The first 100 days of a new President’s administration is generally seen as crucial to its ultimate success. This period is ripe with opportunity, as the newly inaugurated President typically benefits from a “honeymoon” period, with higher-than-average public approval ratings and bipartisan reserves of goodwill that can lead to key legislative wins.

Especially in times of crisis, the first 100 days are seen as a bellwether of an administration’s ability to enact change. As the nation battled the Great Depression in 1933, a freshly inaugurated FDR took 15 major actions in service of his signature “New Deal” program, including passage of the Emergency Banking Act and the introduction of his signature “fireside chats.” JFK ordered the ill-fated Bay of Pigs attacks within his first three months, Ronald Reagan secured the release of the U.S. hostages held in Iran (on day one!), and Barack Obama shepherded the massive $787 billion American Recovery and Reinvestment Act through Congress before his first month was out. With a historic coronavirus crisis still looming, President Biden has pledged to deliver 100 million vaccines into the arms of Americans within his first 100 days, among other bold initiatives.
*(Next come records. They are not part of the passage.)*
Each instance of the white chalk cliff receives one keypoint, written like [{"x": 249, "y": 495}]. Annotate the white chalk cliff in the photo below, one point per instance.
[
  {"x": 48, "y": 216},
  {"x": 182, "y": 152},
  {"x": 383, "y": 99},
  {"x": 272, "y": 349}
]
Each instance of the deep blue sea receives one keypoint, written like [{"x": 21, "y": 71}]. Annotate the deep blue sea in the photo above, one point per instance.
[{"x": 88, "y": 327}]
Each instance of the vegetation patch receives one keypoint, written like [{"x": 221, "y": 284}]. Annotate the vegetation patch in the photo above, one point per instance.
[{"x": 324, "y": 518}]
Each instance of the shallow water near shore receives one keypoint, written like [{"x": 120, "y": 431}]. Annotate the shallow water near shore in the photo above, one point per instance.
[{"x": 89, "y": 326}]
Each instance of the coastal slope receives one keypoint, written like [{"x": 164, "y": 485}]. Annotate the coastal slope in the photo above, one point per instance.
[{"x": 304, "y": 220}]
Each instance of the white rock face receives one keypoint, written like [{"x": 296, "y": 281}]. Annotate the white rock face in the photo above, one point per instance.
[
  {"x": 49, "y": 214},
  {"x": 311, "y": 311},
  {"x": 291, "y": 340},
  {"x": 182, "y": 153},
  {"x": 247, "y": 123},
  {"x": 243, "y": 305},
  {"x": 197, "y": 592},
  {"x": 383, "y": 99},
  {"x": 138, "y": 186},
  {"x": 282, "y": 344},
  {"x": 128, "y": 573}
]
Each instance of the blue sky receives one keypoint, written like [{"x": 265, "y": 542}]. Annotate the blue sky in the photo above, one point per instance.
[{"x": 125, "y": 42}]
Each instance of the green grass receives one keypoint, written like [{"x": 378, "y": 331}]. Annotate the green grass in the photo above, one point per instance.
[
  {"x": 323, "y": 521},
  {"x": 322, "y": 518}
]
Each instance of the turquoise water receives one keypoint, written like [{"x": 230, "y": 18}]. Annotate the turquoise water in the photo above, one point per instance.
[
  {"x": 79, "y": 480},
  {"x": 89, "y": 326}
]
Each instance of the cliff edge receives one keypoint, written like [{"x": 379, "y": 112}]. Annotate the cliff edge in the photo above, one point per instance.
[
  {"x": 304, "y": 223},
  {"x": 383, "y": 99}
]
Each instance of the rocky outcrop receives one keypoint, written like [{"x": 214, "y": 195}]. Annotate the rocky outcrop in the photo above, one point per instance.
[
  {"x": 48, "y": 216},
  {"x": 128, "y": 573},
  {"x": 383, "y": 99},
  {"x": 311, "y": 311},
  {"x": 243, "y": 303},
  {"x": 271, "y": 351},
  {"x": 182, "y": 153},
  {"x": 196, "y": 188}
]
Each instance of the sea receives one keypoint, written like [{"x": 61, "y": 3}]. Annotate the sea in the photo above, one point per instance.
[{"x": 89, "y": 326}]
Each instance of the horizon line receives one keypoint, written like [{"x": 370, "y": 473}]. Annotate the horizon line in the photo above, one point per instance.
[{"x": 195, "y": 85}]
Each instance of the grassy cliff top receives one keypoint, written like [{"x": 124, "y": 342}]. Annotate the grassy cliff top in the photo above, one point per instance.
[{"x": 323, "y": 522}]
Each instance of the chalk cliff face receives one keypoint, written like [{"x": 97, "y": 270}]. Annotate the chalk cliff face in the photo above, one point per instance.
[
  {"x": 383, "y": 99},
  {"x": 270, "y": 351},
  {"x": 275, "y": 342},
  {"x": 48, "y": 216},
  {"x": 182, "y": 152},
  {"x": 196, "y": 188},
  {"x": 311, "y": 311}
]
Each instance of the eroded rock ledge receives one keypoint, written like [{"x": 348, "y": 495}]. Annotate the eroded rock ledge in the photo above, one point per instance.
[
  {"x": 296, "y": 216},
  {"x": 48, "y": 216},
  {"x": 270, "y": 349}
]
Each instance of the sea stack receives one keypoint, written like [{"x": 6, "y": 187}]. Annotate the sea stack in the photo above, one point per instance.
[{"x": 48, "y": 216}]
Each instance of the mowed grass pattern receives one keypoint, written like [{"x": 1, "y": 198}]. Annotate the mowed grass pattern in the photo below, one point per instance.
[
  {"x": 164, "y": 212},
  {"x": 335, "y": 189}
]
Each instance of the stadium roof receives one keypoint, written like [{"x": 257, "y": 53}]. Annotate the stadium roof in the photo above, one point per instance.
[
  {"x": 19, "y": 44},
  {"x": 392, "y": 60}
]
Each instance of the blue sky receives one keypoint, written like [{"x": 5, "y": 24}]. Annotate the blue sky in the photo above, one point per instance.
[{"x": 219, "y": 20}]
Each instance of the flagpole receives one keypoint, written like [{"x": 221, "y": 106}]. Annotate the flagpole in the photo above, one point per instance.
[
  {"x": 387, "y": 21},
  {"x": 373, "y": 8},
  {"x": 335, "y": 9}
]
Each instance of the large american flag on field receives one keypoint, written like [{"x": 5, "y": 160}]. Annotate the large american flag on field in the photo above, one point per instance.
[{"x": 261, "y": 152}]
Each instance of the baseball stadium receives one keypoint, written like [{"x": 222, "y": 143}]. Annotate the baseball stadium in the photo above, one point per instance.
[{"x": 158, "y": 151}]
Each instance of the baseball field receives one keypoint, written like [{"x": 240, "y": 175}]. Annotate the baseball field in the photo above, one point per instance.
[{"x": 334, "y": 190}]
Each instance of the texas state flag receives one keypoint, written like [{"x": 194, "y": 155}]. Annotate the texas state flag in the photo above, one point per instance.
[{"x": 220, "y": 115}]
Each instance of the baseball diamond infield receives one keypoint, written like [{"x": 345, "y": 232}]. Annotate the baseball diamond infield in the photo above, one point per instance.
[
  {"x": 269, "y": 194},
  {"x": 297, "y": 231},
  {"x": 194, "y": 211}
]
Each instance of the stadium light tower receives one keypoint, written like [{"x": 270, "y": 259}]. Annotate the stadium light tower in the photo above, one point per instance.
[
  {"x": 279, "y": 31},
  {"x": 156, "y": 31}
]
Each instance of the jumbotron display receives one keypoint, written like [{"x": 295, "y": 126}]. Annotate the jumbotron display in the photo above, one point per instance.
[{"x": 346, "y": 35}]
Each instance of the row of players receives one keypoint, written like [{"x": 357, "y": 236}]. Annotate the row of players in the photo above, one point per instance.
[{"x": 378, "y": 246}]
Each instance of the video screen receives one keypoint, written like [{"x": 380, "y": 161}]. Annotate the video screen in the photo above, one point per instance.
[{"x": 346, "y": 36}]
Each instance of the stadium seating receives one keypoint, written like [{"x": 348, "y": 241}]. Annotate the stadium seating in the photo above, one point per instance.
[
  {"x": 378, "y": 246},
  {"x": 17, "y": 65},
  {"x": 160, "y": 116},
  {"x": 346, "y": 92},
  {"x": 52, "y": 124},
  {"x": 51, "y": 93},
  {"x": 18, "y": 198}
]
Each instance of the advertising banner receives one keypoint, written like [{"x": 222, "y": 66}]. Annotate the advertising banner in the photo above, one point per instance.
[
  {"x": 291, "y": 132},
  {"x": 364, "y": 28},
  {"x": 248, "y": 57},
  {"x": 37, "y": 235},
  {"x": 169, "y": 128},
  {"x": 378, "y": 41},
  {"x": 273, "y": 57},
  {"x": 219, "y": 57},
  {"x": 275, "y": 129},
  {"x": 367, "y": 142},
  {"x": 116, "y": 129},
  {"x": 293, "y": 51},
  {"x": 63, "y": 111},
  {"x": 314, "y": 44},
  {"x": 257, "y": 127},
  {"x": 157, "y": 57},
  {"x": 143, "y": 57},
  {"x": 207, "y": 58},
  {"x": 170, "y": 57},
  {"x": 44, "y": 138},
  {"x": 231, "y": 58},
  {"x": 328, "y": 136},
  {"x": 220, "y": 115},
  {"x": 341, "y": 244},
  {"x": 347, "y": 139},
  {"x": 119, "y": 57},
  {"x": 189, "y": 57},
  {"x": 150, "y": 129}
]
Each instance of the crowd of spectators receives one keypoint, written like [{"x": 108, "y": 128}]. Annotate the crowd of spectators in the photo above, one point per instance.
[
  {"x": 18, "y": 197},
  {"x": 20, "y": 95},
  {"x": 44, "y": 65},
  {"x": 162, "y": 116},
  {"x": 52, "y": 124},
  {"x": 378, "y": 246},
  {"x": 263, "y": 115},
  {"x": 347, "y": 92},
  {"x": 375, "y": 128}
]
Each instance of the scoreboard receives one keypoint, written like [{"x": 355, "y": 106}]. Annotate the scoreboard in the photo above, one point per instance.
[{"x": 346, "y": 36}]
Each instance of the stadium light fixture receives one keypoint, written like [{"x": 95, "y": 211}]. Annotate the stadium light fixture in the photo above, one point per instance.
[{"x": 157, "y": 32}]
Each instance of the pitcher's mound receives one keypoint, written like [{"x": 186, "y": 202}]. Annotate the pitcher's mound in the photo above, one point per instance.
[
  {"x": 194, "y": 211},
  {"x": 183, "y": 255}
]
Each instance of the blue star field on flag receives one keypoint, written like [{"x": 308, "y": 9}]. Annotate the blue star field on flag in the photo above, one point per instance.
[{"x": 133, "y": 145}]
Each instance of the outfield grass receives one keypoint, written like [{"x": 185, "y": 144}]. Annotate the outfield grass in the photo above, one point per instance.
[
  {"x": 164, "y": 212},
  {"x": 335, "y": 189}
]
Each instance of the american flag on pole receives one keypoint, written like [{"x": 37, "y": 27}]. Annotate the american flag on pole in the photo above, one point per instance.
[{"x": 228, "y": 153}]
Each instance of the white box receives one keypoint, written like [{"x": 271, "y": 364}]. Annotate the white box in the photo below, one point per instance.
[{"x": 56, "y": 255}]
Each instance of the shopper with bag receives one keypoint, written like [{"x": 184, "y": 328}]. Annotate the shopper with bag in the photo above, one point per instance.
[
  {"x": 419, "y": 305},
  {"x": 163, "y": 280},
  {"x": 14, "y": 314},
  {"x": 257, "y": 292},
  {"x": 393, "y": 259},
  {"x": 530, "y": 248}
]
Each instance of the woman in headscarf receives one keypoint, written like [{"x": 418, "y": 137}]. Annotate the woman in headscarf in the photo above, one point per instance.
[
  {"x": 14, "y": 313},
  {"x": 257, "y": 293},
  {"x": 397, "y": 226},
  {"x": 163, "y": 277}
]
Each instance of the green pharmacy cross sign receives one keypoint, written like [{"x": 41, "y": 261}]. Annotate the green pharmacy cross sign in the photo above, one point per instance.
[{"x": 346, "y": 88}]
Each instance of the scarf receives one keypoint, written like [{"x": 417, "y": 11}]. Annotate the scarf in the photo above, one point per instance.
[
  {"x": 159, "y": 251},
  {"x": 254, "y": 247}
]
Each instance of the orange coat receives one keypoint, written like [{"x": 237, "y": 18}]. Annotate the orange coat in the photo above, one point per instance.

But it’s also true that the first 100 days, a period lasting just over three months, establishes the tone and expectations for the new Administration’s competency and ability to function, and provides the nation with its first clear-eyed view of the President’s overall effectiveness as a leader. If an administration begins its term hampered by inaction, internal discord, and dysfunction, it is unlikely to accomplish much of anything in its first few months, let alone over the course of a four-year term.

The first 100 days of a new administration demands bold leadership, big ideas, and strong, confident action. There are lessons to be learned for marketers, as well.

We often focus on setting annual targets or objectives for our business or marketing program. But think back to January 2020—of all the ambitious goals you set back then, how many did you actually accomplish, post-COVID? Even in a “normal” year, the annual goal-setting cycle is useful from a strategic perspective, but is usually less effective as a tactical tool.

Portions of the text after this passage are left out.